The Australian Government has taken an important step to deliver its reforms to aged care by introducing the first legislation in response to the Royal Commission into Aged Care Quality and Safety.
The Aged Care and Other Legislation Amendment (Royal Commission Response No. 1) Bill 2021 has been introduced into Parliament today, and makes necessary changes to current aged care legislation, ahead of the new aged care act planned for 2023.
This Bill is the first step in the Government’s five year, five pillar, aged care reform plan addressing home care, residential aged care services and sustainability, residential care quality and safety, workforce and governance.
The health, safety and wellbeing of senior Australians is of the utmost importance to the Government, and is driving our plan for generational change of the aged care sector.
Minister for Health and Aged Care, Greg Hunt, said the amendments will deliver immediate priority changes around restrictive practices, home care assurance reviews, and repeal the Aged Care Financing Authority.
“Regulating the use of restrictive practices, like chemical and physical restraint, is a critical focus for the Australian Government to improve quality and safety of aged care”, Minister Hunt said.
“Addressing concerns raised by the Royal Commission and the independent review into restraint, our amendments will mean from 1 July, we will have clearly defined restrictive practices, which align with the definitions used in the disability sector.
“We are strengthening legislation to ensure that restrictive practices are only used as a last resort, the impact on the care recipient is considered, and consent arrangement are clear.”
To support the legislative changes, we will appoint a Senior Practitioner to the Aged Care Quality and Safety Commission (the Commission) later this year to lead an education campaign to minimise the use of restrictive practices and provide senior Australians and their families with an independent review mechanism.
The Bill will also expand the Aged Care Quality and Safety Commissioner’s ability to respond to, and issue civil penalties for, breaches of approved providers’ responsibilities in relation to restrictive practices.
Minister for Senior Australians and Aged Care Services, Richard Colbeck, said the bill introduces reviews to ensure the arrangements for the delivery and administration of home care are effective and efficient.
“The Australian Government wants to see the continuous improvement of home care services, through better policy, improved practices and provider-led enhancements,” Minister Colbeck said.
“These assurance reviews will be run through the Department of Health, and while they will complement the work of the Commission, they won’t duplicate it. This will also permit information to be shared with the Commission if issues of compliance are detected.
“Assurance reviews will target a number of possible scenarios, including the use of home care subsidies and home care recipient charges, the nature of home care services, and provider dealings with home care recipients.”

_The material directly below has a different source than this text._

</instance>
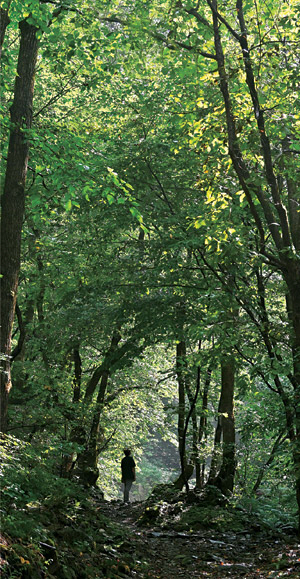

The bill will also remove the legislative requirement for the Minister to establish an Aged Care Financing Authority (ACFA). Minister Hunt said the changing nature of aged care means the way the system functions, including governance, must change to remain relevant and effective.
“ACFA has provided valuable advice and insight to the Government, however our fundamental reform and our progress towards a new aged care system, means now is the time to update governance arrangements,” Minister Hunt said.
“ACFA will be replaced with a new advisory group on aged care financing issues, made up of aged care sector representatives and the Department of Health, providing relevant and timely advice as needed.”